In a note, the brokerage mentioned that a cash balance of ₹4,280 crore on Just Dial’s books continues to provide downside support while revenue and margin normalisation continues.
“2QFY24 revenues have managed to reach back to 2QFY20 levels, but EBITDA is still 7.7% lower than 2QFY20 levels,” Kotak mentioned.
The average realisation has already reached pre-Covid levels, it stated.
It also noted that the company has scaled down progress on transaction-based platforms such as JDXperts and JDShopping due to a lack of clarity on unit economics and/or business models and some cannibalization of subscription packages for SMEs.
Reliance Retail Ventures-owned company Just Dial last week reported a 27% year-on-year growth in revenue to ₹260.6 crore for the July-September quarter of FY24.
Its operating profit or earnings before interest tax depreciation and amortisation (EBITDA) surged by 186.3% year-on-year to ₹48.8 crore, while net profit also jumped 37.5% Y-o-Y to ₹ 71.8 crore.
Traffic on the platform also rose by 9% to 171.7 million users in the second quarter of FY24.

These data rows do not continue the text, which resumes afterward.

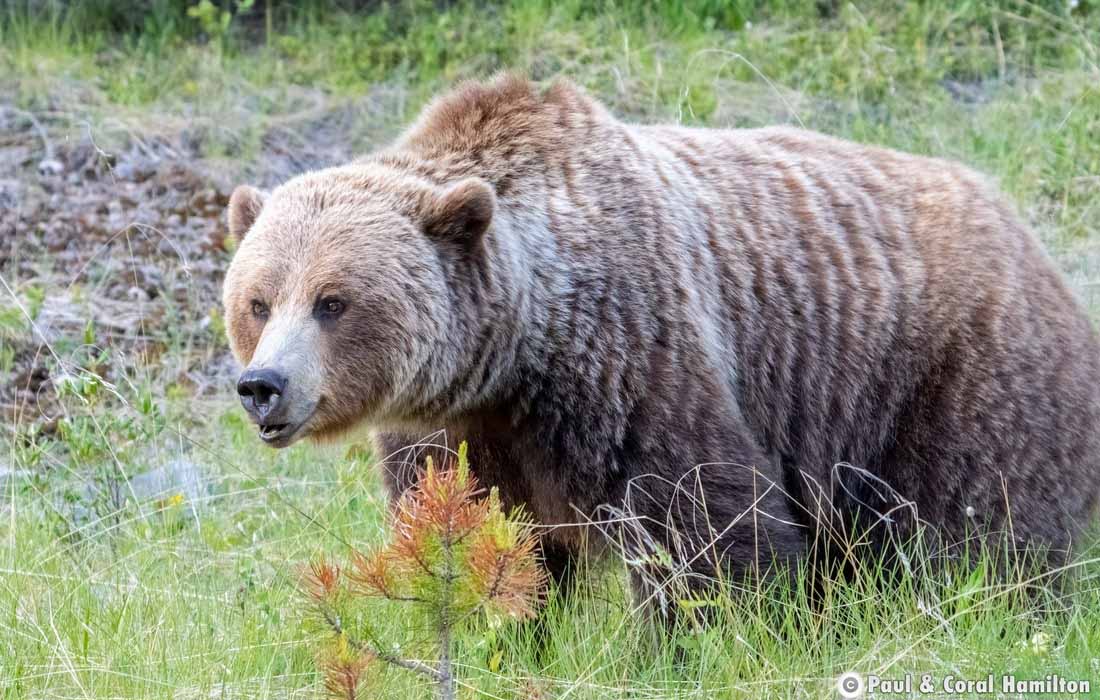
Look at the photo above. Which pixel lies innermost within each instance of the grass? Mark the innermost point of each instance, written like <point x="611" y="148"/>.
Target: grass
<point x="106" y="592"/>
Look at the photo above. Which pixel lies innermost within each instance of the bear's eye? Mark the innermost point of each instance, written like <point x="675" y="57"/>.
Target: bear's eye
<point x="330" y="307"/>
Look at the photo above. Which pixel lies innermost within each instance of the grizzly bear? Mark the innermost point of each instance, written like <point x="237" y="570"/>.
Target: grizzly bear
<point x="714" y="345"/>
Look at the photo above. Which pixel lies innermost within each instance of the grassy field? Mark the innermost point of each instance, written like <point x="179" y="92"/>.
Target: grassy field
<point x="150" y="544"/>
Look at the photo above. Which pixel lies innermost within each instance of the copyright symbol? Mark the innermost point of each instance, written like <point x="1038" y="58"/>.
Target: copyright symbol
<point x="849" y="685"/>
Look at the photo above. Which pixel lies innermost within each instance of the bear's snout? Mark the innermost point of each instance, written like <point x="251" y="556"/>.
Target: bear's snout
<point x="260" y="391"/>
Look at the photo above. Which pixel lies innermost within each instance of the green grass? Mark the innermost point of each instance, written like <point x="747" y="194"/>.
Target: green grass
<point x="188" y="598"/>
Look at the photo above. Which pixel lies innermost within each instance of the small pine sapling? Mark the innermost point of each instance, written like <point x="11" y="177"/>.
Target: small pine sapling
<point x="454" y="556"/>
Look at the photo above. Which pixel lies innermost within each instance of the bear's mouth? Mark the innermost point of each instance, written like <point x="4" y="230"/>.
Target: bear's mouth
<point x="275" y="433"/>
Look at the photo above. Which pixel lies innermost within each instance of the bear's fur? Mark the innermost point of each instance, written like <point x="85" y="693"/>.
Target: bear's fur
<point x="705" y="324"/>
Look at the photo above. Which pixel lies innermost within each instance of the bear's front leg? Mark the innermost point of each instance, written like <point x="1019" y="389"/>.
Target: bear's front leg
<point x="686" y="532"/>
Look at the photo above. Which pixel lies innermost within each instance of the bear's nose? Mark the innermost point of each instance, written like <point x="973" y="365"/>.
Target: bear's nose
<point x="260" y="391"/>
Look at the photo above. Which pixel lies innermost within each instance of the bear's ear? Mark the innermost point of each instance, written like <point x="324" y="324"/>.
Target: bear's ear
<point x="462" y="212"/>
<point x="244" y="206"/>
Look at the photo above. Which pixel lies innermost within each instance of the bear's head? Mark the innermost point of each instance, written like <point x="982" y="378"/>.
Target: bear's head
<point x="339" y="302"/>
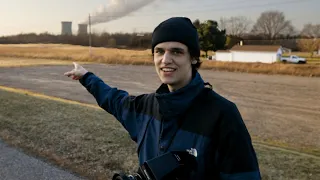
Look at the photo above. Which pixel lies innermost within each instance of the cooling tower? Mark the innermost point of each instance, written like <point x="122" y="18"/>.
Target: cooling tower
<point x="82" y="29"/>
<point x="66" y="28"/>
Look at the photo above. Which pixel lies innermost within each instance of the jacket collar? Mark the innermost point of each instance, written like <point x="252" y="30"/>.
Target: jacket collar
<point x="173" y="104"/>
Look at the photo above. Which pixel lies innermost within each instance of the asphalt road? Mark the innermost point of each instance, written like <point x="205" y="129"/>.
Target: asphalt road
<point x="284" y="108"/>
<point x="15" y="165"/>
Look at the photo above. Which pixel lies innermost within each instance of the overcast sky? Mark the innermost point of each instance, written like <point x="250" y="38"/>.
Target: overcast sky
<point x="24" y="16"/>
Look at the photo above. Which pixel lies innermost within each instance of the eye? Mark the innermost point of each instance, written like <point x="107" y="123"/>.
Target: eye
<point x="177" y="52"/>
<point x="159" y="51"/>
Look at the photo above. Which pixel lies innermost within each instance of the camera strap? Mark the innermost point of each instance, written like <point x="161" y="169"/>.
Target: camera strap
<point x="196" y="101"/>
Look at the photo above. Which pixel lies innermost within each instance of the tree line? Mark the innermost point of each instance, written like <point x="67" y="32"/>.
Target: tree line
<point x="269" y="28"/>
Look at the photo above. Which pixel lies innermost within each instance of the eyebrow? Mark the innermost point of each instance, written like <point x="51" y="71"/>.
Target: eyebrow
<point x="172" y="49"/>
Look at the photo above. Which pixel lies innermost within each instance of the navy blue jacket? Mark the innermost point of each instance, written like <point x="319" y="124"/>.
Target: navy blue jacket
<point x="214" y="126"/>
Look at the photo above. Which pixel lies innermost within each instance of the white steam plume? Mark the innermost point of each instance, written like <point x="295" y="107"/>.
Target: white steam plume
<point x="116" y="9"/>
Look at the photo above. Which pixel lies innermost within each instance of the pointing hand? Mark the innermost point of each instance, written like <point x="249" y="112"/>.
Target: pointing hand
<point x="77" y="72"/>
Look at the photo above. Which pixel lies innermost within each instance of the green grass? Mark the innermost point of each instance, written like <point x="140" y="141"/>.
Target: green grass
<point x="90" y="142"/>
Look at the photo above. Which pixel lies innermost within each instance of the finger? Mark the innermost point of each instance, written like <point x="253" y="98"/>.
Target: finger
<point x="72" y="72"/>
<point x="76" y="65"/>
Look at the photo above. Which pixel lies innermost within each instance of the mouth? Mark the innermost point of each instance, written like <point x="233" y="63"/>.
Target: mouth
<point x="167" y="69"/>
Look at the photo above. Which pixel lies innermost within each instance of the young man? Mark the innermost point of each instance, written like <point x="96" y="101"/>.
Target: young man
<point x="183" y="113"/>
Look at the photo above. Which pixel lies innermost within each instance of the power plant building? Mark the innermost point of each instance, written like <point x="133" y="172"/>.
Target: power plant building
<point x="82" y="29"/>
<point x="66" y="28"/>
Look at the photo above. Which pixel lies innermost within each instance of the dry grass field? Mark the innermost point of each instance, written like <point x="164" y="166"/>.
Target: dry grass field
<point x="281" y="113"/>
<point x="90" y="142"/>
<point x="134" y="57"/>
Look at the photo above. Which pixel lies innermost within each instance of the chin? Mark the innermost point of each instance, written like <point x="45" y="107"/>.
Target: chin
<point x="167" y="81"/>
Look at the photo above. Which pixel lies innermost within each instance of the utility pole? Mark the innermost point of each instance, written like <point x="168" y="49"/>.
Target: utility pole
<point x="90" y="53"/>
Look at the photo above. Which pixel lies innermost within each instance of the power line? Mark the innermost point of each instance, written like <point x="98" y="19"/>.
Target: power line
<point x="216" y="9"/>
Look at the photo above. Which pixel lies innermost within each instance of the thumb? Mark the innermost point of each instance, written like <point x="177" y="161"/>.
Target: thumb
<point x="76" y="65"/>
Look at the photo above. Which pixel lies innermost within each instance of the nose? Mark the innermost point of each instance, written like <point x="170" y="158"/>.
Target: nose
<point x="167" y="58"/>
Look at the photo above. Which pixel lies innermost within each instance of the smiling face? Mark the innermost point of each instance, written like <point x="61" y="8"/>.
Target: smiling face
<point x="173" y="64"/>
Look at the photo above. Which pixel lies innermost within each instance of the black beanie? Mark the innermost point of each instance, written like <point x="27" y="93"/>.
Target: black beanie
<point x="178" y="29"/>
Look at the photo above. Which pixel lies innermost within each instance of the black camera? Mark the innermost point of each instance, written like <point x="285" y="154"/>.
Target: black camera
<point x="173" y="165"/>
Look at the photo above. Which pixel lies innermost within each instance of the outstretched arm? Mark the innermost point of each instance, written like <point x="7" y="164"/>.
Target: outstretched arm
<point x="116" y="102"/>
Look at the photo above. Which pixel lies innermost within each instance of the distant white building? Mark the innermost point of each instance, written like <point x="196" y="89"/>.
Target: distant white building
<point x="251" y="53"/>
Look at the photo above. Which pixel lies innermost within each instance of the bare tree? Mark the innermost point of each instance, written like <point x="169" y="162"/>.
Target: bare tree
<point x="271" y="24"/>
<point x="311" y="31"/>
<point x="236" y="26"/>
<point x="312" y="43"/>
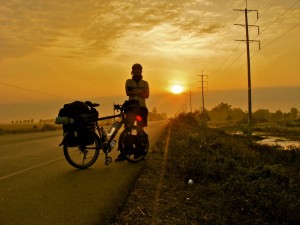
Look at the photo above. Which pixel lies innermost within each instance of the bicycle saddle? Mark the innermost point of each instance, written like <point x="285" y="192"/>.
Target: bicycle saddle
<point x="92" y="105"/>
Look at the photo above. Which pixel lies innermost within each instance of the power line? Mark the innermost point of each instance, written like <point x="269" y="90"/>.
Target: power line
<point x="279" y="17"/>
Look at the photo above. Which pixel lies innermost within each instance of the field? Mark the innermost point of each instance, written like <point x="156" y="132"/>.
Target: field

Just Dial shares are trading 2.73% up at ₹747.80 on BSE at 12.41 PM.
Just Dial Ltd provides local search-related services to users in India through multiple platforms such as websites, mobile sites, mobile apps, over the telephone and text (SMS). Justdial’s latest version of JD App is an All-in-One App, replete with features like Map-aided Search, Live TV, Videos, Stock quotes, etc.